# Data Cleaning

Source of the dataset: http://insideairbnb.com/get-the-data.html

I will be using the detailled dataset of listings because it has many interesting features. 
- Shape of listings csv is: (65493, 16)
- Shape of listings_detailed csv is: (65493, 106)

I will use the data scrapped last November (November 7, 2019) because the data won't depend on a crisis context.

### Required actions:
- drop duplicates and useless columns (with too many text description for example)
- check and fix missing values
- check data types and fix columns (43,61,62) that have mixed types
- add new calculated columns to simplify the comprehension of data
- transform f/t categorical columns to numerical 0/1
- check other categorical columns and reduce or transform into numerical data if possible
- transform dummies (need to think again about depending on the model I will use)

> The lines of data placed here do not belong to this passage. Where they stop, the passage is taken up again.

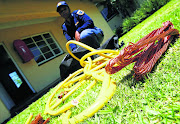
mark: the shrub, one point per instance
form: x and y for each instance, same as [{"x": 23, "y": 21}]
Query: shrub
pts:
[{"x": 146, "y": 9}]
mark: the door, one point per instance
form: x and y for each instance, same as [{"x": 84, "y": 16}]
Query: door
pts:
[{"x": 12, "y": 80}]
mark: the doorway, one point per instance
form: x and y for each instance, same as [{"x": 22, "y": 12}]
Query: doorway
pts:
[{"x": 12, "y": 81}]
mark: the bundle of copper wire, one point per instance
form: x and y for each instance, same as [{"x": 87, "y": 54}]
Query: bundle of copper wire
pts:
[
  {"x": 145, "y": 53},
  {"x": 39, "y": 120}
]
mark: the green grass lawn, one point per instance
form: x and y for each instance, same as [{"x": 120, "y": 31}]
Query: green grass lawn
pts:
[{"x": 157, "y": 100}]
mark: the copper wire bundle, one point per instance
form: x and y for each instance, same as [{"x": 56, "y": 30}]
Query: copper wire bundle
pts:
[
  {"x": 39, "y": 120},
  {"x": 145, "y": 52}
]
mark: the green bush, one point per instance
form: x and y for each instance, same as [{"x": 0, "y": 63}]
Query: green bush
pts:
[{"x": 146, "y": 9}]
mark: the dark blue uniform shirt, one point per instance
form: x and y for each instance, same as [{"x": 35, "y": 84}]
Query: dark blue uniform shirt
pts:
[{"x": 79, "y": 22}]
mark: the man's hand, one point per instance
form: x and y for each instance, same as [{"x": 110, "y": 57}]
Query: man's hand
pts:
[{"x": 77, "y": 36}]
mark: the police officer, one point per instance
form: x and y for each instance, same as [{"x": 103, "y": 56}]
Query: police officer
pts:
[{"x": 79, "y": 26}]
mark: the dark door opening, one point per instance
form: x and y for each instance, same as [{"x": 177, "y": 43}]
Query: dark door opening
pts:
[{"x": 12, "y": 81}]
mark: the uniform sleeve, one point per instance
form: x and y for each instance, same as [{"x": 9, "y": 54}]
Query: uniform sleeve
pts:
[
  {"x": 73, "y": 46},
  {"x": 85, "y": 19}
]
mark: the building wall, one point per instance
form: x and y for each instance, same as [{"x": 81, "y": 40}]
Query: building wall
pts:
[
  {"x": 23, "y": 17},
  {"x": 4, "y": 113}
]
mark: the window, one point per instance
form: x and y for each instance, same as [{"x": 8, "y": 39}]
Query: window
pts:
[{"x": 43, "y": 46}]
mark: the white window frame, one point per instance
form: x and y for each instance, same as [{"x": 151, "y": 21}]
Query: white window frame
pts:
[{"x": 48, "y": 45}]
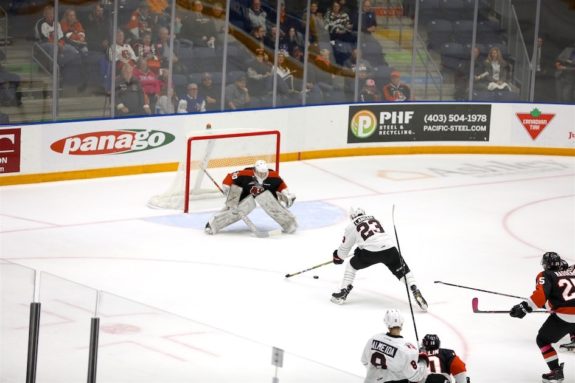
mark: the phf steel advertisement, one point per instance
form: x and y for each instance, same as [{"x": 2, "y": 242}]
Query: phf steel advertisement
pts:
[{"x": 396, "y": 123}]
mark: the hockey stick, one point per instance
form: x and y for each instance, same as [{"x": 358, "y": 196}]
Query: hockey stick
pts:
[
  {"x": 475, "y": 307},
  {"x": 311, "y": 268},
  {"x": 247, "y": 221},
  {"x": 484, "y": 291},
  {"x": 404, "y": 275}
]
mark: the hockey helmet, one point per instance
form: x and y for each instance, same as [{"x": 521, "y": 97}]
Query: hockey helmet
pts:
[
  {"x": 355, "y": 212},
  {"x": 261, "y": 169},
  {"x": 430, "y": 342},
  {"x": 393, "y": 318},
  {"x": 551, "y": 261}
]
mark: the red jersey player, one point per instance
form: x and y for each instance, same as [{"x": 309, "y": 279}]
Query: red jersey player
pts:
[
  {"x": 443, "y": 362},
  {"x": 555, "y": 290},
  {"x": 244, "y": 188}
]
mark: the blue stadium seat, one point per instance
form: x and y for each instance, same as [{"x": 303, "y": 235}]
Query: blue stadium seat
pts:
[
  {"x": 438, "y": 32},
  {"x": 463, "y": 31}
]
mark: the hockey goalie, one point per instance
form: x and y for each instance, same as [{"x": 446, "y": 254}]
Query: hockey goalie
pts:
[{"x": 245, "y": 188}]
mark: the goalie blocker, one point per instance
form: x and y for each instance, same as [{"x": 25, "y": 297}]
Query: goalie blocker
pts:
[{"x": 246, "y": 187}]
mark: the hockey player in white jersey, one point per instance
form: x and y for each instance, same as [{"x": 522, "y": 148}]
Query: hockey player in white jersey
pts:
[
  {"x": 389, "y": 358},
  {"x": 374, "y": 245}
]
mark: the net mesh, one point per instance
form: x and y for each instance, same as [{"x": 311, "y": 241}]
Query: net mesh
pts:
[{"x": 211, "y": 158}]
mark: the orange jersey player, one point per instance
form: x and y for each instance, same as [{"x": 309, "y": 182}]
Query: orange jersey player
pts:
[
  {"x": 443, "y": 362},
  {"x": 555, "y": 291},
  {"x": 248, "y": 180},
  {"x": 244, "y": 188}
]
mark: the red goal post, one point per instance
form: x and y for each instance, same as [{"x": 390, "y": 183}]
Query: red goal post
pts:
[{"x": 237, "y": 152}]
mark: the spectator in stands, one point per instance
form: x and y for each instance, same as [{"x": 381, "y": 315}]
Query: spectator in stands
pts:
[
  {"x": 461, "y": 77},
  {"x": 395, "y": 90},
  {"x": 324, "y": 76},
  {"x": 45, "y": 35},
  {"x": 98, "y": 30},
  {"x": 285, "y": 74},
  {"x": 256, "y": 16},
  {"x": 317, "y": 30},
  {"x": 259, "y": 34},
  {"x": 292, "y": 39},
  {"x": 130, "y": 98},
  {"x": 237, "y": 94},
  {"x": 149, "y": 81},
  {"x": 163, "y": 51},
  {"x": 369, "y": 92},
  {"x": 210, "y": 92},
  {"x": 167, "y": 102},
  {"x": 74, "y": 33},
  {"x": 9, "y": 84},
  {"x": 124, "y": 53},
  {"x": 198, "y": 27},
  {"x": 140, "y": 22},
  {"x": 497, "y": 70},
  {"x": 219, "y": 20},
  {"x": 192, "y": 102},
  {"x": 362, "y": 68},
  {"x": 259, "y": 74},
  {"x": 565, "y": 75},
  {"x": 338, "y": 23},
  {"x": 145, "y": 49}
]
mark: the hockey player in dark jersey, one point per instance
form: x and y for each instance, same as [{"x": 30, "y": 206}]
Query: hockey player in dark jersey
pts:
[
  {"x": 244, "y": 188},
  {"x": 443, "y": 362},
  {"x": 555, "y": 291}
]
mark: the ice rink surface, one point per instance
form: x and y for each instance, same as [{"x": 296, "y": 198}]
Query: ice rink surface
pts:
[{"x": 473, "y": 220}]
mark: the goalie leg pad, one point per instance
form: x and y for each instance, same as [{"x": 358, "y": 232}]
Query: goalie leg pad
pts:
[
  {"x": 278, "y": 213},
  {"x": 229, "y": 215}
]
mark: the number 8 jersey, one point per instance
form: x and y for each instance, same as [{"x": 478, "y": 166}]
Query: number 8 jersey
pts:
[{"x": 367, "y": 233}]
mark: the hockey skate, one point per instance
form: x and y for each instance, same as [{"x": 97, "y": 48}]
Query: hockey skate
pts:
[
  {"x": 340, "y": 297},
  {"x": 555, "y": 376},
  {"x": 419, "y": 298},
  {"x": 569, "y": 346}
]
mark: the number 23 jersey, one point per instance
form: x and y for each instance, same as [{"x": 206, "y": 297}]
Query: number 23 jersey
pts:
[
  {"x": 367, "y": 233},
  {"x": 391, "y": 358}
]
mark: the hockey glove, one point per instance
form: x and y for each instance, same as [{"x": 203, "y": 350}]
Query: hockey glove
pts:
[
  {"x": 423, "y": 358},
  {"x": 336, "y": 259},
  {"x": 520, "y": 310},
  {"x": 287, "y": 198}
]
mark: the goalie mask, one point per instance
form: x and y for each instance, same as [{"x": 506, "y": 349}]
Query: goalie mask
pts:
[
  {"x": 430, "y": 342},
  {"x": 355, "y": 212},
  {"x": 393, "y": 318},
  {"x": 551, "y": 261},
  {"x": 261, "y": 169}
]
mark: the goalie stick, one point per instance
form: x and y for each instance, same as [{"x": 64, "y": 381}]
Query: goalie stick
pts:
[
  {"x": 311, "y": 268},
  {"x": 258, "y": 233},
  {"x": 483, "y": 291},
  {"x": 475, "y": 307}
]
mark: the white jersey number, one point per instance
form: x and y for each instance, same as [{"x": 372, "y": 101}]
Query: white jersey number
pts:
[{"x": 368, "y": 228}]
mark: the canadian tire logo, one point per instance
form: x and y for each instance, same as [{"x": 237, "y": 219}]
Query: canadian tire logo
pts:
[
  {"x": 363, "y": 124},
  {"x": 112, "y": 142},
  {"x": 535, "y": 121}
]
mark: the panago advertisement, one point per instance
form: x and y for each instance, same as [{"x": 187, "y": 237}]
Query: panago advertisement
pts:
[
  {"x": 108, "y": 144},
  {"x": 543, "y": 125}
]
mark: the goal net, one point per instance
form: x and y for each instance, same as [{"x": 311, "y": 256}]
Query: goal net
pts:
[{"x": 210, "y": 155}]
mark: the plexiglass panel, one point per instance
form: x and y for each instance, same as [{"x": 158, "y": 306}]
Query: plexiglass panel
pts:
[
  {"x": 16, "y": 294},
  {"x": 67, "y": 309}
]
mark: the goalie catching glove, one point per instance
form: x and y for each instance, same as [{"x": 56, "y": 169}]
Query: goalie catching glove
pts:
[
  {"x": 287, "y": 197},
  {"x": 520, "y": 310}
]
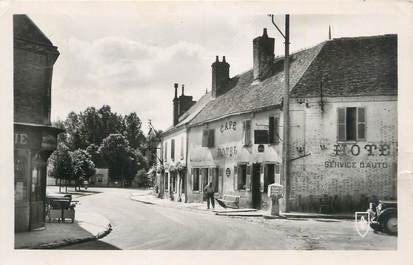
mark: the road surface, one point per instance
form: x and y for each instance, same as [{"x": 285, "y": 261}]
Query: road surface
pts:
[{"x": 144, "y": 226}]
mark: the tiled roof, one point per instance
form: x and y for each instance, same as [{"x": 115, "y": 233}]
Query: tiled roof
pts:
[
  {"x": 190, "y": 113},
  {"x": 361, "y": 66},
  {"x": 25, "y": 29}
]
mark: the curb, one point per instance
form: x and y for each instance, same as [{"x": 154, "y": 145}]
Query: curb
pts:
[
  {"x": 72, "y": 241},
  {"x": 317, "y": 216}
]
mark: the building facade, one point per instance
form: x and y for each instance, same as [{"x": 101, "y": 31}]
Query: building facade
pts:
[{"x": 34, "y": 137}]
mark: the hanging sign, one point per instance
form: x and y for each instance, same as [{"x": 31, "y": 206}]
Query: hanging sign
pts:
[{"x": 228, "y": 172}]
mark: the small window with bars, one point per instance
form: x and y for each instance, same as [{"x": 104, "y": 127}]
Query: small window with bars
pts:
[{"x": 351, "y": 124}]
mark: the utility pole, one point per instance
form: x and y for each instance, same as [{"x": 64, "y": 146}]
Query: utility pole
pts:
[{"x": 286, "y": 107}]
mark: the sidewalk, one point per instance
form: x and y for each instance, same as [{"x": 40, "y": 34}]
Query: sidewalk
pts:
[
  {"x": 87, "y": 226},
  {"x": 243, "y": 212}
]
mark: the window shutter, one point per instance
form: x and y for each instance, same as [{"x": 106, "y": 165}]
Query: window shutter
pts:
[
  {"x": 248, "y": 178},
  {"x": 205, "y": 138},
  {"x": 361, "y": 124},
  {"x": 341, "y": 124},
  {"x": 173, "y": 149},
  {"x": 211, "y": 138},
  {"x": 277, "y": 130},
  {"x": 271, "y": 130},
  {"x": 248, "y": 132},
  {"x": 221, "y": 179},
  {"x": 235, "y": 178}
]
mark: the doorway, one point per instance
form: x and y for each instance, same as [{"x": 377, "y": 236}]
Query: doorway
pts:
[{"x": 255, "y": 189}]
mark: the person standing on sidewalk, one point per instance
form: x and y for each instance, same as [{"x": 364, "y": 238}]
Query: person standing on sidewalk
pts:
[{"x": 209, "y": 190}]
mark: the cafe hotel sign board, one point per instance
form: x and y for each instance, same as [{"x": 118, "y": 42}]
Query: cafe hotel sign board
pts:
[{"x": 35, "y": 140}]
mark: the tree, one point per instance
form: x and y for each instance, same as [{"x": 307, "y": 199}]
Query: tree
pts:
[
  {"x": 83, "y": 167},
  {"x": 89, "y": 128},
  {"x": 133, "y": 132},
  {"x": 61, "y": 164},
  {"x": 72, "y": 126},
  {"x": 95, "y": 156},
  {"x": 115, "y": 151}
]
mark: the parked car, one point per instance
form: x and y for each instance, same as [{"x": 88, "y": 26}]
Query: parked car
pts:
[{"x": 383, "y": 216}]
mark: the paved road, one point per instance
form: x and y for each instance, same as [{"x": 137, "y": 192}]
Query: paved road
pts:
[{"x": 142, "y": 226}]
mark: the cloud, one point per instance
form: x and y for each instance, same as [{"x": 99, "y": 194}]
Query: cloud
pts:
[{"x": 128, "y": 75}]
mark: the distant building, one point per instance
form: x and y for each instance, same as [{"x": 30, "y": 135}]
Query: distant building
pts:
[
  {"x": 34, "y": 137},
  {"x": 343, "y": 127},
  {"x": 101, "y": 178}
]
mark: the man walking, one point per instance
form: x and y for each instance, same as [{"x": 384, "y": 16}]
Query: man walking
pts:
[{"x": 209, "y": 190}]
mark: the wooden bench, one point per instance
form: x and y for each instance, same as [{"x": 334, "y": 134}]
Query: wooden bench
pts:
[{"x": 229, "y": 201}]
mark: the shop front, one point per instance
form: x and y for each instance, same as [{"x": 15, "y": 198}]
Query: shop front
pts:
[{"x": 33, "y": 144}]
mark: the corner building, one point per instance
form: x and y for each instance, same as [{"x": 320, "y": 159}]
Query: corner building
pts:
[{"x": 34, "y": 137}]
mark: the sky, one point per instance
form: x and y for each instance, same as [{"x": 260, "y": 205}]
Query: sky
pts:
[{"x": 131, "y": 62}]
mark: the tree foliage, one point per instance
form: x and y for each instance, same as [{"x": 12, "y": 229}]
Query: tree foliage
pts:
[
  {"x": 83, "y": 167},
  {"x": 61, "y": 163},
  {"x": 105, "y": 139}
]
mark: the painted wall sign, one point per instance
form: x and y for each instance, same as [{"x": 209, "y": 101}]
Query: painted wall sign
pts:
[
  {"x": 227, "y": 151},
  {"x": 355, "y": 149},
  {"x": 228, "y": 172},
  {"x": 21, "y": 138},
  {"x": 49, "y": 142},
  {"x": 228, "y": 126}
]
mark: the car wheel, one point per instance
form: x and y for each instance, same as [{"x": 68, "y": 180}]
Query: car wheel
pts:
[{"x": 390, "y": 224}]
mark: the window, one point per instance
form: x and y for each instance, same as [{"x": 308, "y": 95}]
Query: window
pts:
[
  {"x": 242, "y": 177},
  {"x": 274, "y": 130},
  {"x": 208, "y": 138},
  {"x": 195, "y": 181},
  {"x": 166, "y": 151},
  {"x": 247, "y": 132},
  {"x": 214, "y": 172},
  {"x": 173, "y": 182},
  {"x": 173, "y": 149},
  {"x": 260, "y": 136},
  {"x": 269, "y": 175},
  {"x": 351, "y": 124},
  {"x": 182, "y": 148}
]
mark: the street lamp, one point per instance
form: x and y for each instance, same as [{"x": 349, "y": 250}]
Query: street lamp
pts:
[{"x": 286, "y": 116}]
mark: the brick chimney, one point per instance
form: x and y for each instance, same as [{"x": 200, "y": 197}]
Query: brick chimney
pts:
[
  {"x": 263, "y": 53},
  {"x": 175, "y": 104},
  {"x": 220, "y": 77}
]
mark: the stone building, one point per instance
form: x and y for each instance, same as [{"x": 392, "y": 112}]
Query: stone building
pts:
[
  {"x": 343, "y": 127},
  {"x": 34, "y": 137}
]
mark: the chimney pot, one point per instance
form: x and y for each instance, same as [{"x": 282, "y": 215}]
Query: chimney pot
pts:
[{"x": 220, "y": 77}]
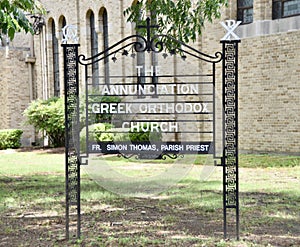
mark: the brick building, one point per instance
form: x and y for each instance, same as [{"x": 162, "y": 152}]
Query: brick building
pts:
[{"x": 269, "y": 64}]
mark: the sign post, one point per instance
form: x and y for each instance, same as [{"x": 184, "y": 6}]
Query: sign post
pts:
[
  {"x": 230, "y": 126},
  {"x": 178, "y": 110}
]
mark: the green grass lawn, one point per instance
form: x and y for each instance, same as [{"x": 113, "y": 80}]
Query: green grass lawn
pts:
[{"x": 32, "y": 199}]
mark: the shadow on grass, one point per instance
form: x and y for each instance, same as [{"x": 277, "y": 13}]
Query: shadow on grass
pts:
[{"x": 190, "y": 213}]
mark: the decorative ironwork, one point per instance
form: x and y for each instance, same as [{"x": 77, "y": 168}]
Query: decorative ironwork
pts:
[
  {"x": 230, "y": 26},
  {"x": 72, "y": 133},
  {"x": 38, "y": 24},
  {"x": 153, "y": 44},
  {"x": 230, "y": 132},
  {"x": 70, "y": 34}
]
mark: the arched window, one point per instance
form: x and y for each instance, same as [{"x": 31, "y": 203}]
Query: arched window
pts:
[
  {"x": 245, "y": 11},
  {"x": 55, "y": 54}
]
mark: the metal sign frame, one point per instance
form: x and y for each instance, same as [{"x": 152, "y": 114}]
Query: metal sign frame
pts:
[{"x": 229, "y": 159}]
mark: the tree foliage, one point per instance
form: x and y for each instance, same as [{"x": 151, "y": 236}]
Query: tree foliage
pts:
[
  {"x": 13, "y": 16},
  {"x": 49, "y": 116},
  {"x": 182, "y": 19}
]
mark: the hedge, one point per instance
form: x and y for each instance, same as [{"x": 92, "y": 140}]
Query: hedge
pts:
[{"x": 10, "y": 138}]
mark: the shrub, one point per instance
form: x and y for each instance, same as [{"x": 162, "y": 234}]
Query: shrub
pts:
[
  {"x": 10, "y": 138},
  {"x": 48, "y": 115},
  {"x": 96, "y": 117},
  {"x": 141, "y": 135},
  {"x": 97, "y": 132}
]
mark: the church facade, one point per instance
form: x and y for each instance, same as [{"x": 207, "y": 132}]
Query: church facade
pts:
[{"x": 269, "y": 64}]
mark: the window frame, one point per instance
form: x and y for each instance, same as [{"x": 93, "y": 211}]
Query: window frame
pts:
[
  {"x": 241, "y": 10},
  {"x": 281, "y": 9}
]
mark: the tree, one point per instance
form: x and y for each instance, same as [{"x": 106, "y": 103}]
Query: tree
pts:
[
  {"x": 13, "y": 16},
  {"x": 182, "y": 19}
]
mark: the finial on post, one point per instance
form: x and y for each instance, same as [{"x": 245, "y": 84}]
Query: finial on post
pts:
[
  {"x": 70, "y": 34},
  {"x": 230, "y": 26}
]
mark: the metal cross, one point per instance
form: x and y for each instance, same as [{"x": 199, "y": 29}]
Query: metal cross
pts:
[
  {"x": 148, "y": 27},
  {"x": 230, "y": 26}
]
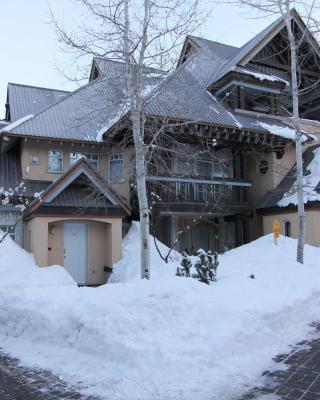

categorical columns to be reduced: property_type, city, guests_included

calculated columns: time_since_last_review, time_since_host

In [None]:
import matplotlib.pyplot as plt
import seaborn as sns
import pandas as pd
import numpy as np

%matplotlib inline
sns.set()

pd.set_option('max_columns',106)

In [None]:
listing_full = pd.read_csv('http://data.insideairbnb.com/france/ile-de-france/paris/2019-11-07/data/listings.csv')
print(listing_full.shape)
listing_full.head()

____________________________________
### Drop duplicates

Checking duplicates and dropping them just in case

In [None]:
listing_full.shape

In [None]:
listing_full = listing_full.drop_duplicates()
print(listing_full.shape)

____________________________________
### Drop useless columns

In [None]:
df = listing_full.copy()
col_drop = []

In [None]:
col_drop.extend(listing_full.iloc[:,:21].columns)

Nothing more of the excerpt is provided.